Nach der Wahl des Parteichefs stellt sich nun die Frage nach der Kanzlerkandidatur. Diese will der neue CDU-Vorsitzende mit CSU-Chef Markus Söder klären. Allerdings dürfte es bis dahin noch dauern. Eine Entscheidung wird erst nach den Landtagswahlen in Baden-Württemberg und Rheinland-Pfalz, die Mitte März stattfinden, erwartet. Zuletzt wurde als Zeitpunkt kurz nach Ostern genannt.

Norbert Röttgen, Annegret Kramp-Karrenbauer, Paul Ziemiak und Friedrich Merz sind vor Ort im Studio. dpa

Digitaler CDU Bundesparteitag

Norbert Röttgen, Annegret Kramp-Karrenbauer, Paul Ziemiak und Friedrich Merz sind vor Ort im Studio.

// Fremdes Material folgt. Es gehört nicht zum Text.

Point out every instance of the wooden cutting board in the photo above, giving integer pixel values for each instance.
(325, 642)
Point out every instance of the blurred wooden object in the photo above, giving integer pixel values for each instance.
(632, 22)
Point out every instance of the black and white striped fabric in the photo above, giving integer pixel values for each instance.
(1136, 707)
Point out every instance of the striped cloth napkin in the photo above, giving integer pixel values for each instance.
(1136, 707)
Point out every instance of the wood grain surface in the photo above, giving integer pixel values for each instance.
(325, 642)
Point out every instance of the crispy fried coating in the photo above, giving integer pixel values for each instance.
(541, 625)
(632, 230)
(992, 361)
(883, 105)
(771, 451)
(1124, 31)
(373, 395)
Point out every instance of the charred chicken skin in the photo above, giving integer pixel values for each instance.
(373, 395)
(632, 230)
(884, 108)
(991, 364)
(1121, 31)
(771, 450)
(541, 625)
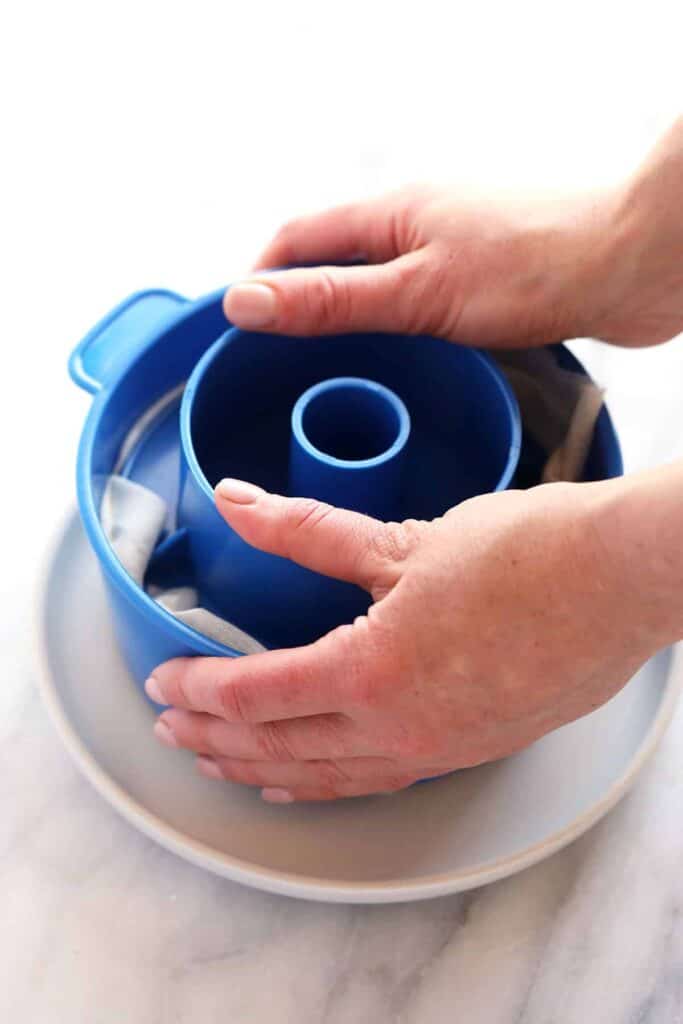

In Umfragen war immer wieder deutlich geworden, dass Söder beliebter ist als die drei Bewerber um den CDU-Vorsitz. Auch in der Wirtschaft ist das Stimmungsbild bisher klar: 40 Prozent der Führungskräfte wünschen sich den bayerischen Ministerpräsidenten als Kanzlerkandidaten der Union. Laut der Forsa-Umfrage kam Merz auf den zweiten Platz mit 23 Prozent. 11 Prozent sprachen sich für Röttgen aus, 8 Prozent für Laschet.

Ruf nach Geschlossenheit

Mit Spannung wird nun erwartet, wie sich die Unterlegenen verhalten und ob sie und ihre Anhänger den neuen Parteichef unterstützen. Schon vor dem Parteitag hatten führende CDU-Politiker angesichts der nahenden Bundestagswahlen Geschlossenheit gefordert.

„Nach dem Samstag kommt der Sonntag. Dann werden wir uns alle hinter dem neugewählten Vorsitzenden versammeln und ihn als neugewählten Vorsitzenden, möglichen Kanzlerkandidaten und möglichen künftigen Kanzler der Bundesrepublik Deutschland aus vollen Kräften unterstützen – solidarisch und uneingeschränkt“, sagte etwa CDU-Bundesvize Thomas Strobl. „Der Wettbewerb um den Parteivorsitz ist dann beendet.“ Die CDU dürfe sich im Superwahljahr „nicht länger als unbedingt nötig“ mit sich selbst beschäftigen.